“Fahma, kita parkir disana aja,” tunjuk Refa pada sebuah lahan parkir yang cukup lowong. Fahma mengarahkan motor yang dikemudikannya ke tempat yang di arahkan oleh Refa. Keduanya sampai di pelataran Masjid Al-Haq. Disana, berbondong-bondong anak muda telah berkumpul, beberapa diantara mereka terlihat memadati sekeliling lingkungan masjid. Luar biasa, ditengah hiruk pikuk pergaulan bebas yang mendera anak muda, ratusan pemuda yang hadir pada hari ini memilih untuk menghabiskan hari liburnya untuk mengikuti kajian.
“Ramai ya, Ref”
Refa tersenyum, mengangguk kemudian. Keduanya berjalan beriringan masuk kedalam masjid. Didalam masjid, kepadatan jua terasa disana. Berkat kepiawaian dan juga pengalamannya menelisip barisan, keduanya berhasil menempati shaff akhwat pertama dan duduk disana.
“Yaampun, kita jago nyelip ternyata ya,” ucap Fahma yang kini sudah anteng duduk di sampingnya. Refa tertawa, keduanya mengecilkan volume perbincangan mereka. Acara kajian sebentar lagi akan dimulai.

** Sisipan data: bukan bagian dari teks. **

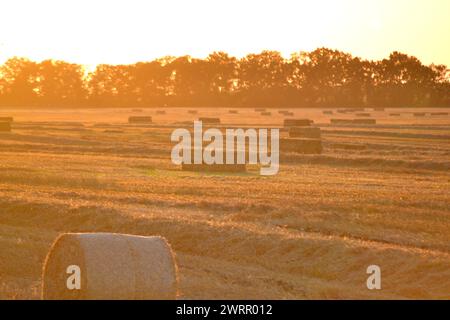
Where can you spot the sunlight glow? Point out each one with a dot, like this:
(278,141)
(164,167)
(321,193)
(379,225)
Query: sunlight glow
(117,31)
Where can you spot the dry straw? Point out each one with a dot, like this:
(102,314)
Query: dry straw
(297,122)
(5,126)
(136,119)
(217,168)
(206,120)
(303,146)
(113,266)
(6,119)
(305,132)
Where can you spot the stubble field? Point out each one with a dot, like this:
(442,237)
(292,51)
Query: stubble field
(377,195)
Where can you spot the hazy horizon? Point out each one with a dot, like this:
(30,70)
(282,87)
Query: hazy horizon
(118,32)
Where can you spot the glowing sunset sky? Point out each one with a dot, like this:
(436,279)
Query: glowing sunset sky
(114,31)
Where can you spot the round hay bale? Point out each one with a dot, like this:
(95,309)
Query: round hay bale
(136,119)
(364,121)
(6,119)
(305,132)
(216,168)
(113,266)
(207,120)
(341,121)
(5,126)
(303,146)
(297,122)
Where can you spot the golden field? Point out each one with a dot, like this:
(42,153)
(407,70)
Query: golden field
(377,195)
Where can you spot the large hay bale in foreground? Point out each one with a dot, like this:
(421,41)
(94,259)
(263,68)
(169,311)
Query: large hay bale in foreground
(113,266)
(206,120)
(6,119)
(140,120)
(5,126)
(225,168)
(305,132)
(303,146)
(297,122)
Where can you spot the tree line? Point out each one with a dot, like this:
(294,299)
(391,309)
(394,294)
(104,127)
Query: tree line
(321,78)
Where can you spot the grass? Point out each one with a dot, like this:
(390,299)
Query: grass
(309,232)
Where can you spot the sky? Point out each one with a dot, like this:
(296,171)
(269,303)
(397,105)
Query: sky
(126,31)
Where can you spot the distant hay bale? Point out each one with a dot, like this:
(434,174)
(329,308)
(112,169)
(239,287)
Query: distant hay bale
(303,146)
(113,266)
(297,122)
(113,131)
(140,120)
(6,119)
(341,121)
(305,132)
(439,113)
(207,120)
(364,121)
(5,126)
(218,168)
(348,146)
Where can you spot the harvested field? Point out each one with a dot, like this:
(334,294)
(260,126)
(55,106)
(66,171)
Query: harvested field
(377,194)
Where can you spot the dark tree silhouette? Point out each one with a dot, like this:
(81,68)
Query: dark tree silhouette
(321,78)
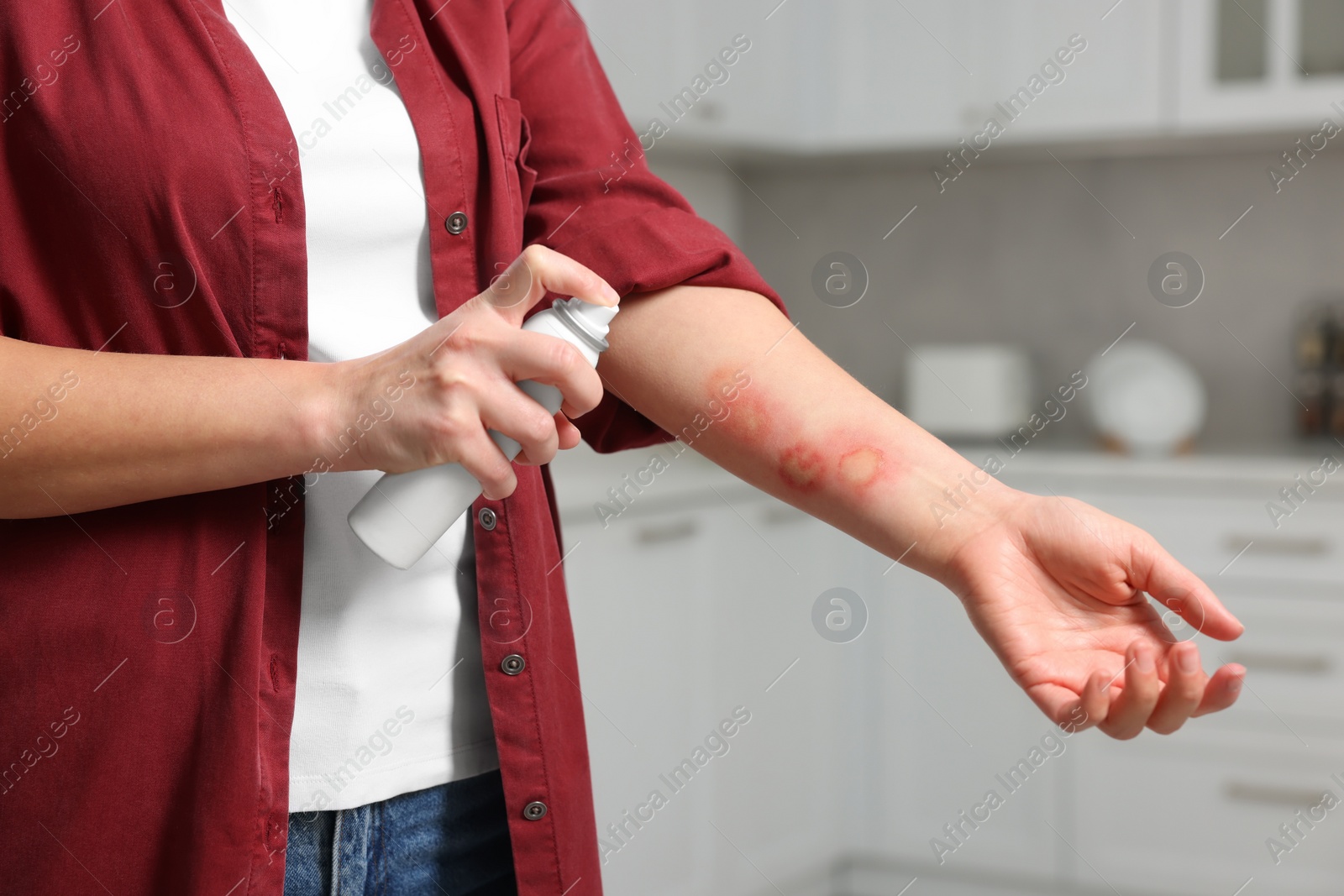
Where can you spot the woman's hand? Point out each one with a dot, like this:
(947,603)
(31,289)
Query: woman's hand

Suasana di dalam masjid ramai. Posisi antara jama’ah laki-laki dan perempuan dipisah dengan hijab pembatas. Laki-laki disebelah kanan dan perempuan di kiri. Kebanyakan diantara mereka ialah generasi milenials.

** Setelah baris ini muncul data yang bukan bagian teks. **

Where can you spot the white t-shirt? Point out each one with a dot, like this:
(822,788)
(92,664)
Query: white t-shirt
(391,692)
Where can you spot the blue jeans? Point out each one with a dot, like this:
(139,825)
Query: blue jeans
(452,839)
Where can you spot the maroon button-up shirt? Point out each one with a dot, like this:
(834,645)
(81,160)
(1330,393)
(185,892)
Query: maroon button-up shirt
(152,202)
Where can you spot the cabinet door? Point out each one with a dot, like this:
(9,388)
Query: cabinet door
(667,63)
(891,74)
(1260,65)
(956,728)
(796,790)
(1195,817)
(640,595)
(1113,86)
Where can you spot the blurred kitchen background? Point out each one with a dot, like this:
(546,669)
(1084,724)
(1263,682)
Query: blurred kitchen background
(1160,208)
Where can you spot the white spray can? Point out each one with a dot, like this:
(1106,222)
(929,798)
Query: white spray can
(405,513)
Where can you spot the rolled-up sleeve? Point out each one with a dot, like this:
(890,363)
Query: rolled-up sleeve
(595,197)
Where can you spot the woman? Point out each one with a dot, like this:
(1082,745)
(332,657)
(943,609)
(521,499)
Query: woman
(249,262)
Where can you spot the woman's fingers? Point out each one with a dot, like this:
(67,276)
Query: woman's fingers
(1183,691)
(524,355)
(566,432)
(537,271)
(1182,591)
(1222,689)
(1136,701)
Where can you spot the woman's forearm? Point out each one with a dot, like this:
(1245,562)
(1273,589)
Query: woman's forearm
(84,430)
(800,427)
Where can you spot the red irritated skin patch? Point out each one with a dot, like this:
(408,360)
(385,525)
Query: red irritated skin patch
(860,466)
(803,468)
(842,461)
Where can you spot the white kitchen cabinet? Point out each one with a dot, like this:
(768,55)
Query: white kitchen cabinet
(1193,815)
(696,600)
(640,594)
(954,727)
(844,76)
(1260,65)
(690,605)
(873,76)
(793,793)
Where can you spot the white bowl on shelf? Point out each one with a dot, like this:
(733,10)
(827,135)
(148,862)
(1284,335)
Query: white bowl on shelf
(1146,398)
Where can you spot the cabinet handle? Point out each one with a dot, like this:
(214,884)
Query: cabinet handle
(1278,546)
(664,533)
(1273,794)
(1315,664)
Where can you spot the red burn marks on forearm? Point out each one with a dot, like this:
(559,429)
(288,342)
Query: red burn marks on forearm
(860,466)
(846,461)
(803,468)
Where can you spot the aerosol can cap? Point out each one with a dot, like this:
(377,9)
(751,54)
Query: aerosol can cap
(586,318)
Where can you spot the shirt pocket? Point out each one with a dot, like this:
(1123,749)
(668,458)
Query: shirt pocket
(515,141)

Di depan sana, jajaran sofa pembicara telah tersusun, aneka hidangan juga sudah siap tersaji. Sesorang laki-laki tegap berdiri membuka acara. Suasana meriah kian membahana saat pemandu acara meminta para hadirin untuk meneriakkan yel-yel. Dilanjutkan dengan pekik takbir yang bergema, ramai. Masjid Al-Haq yang memang megah, kali ini terlihat jauh lebih megah karena ratusan pemuda – pemudi yang hadir.
Satu kebiasaan yang selalu Fahma dan Refa hindari adalah bermain handphone saat kajian, mereka akan menyimpan benda pipih itu kedalam tas hingga kajian usai. Berusaha untuk benar-benar khidmat menyerap ilmu keislaman. Keduanya tentu masih ingat, pemaparan salah satu ustadzah kondang yang juga beberapa kali acaranya dihadiri oleh Refa dan Fahma mengatakan bahwa sesungguhnya ilmu akan menghampiri mereka siapa saja yang memuliakannnya, dan sebaliknya ilmu tidak akan menghampiri mereka yang tidak memuliakan ilmu.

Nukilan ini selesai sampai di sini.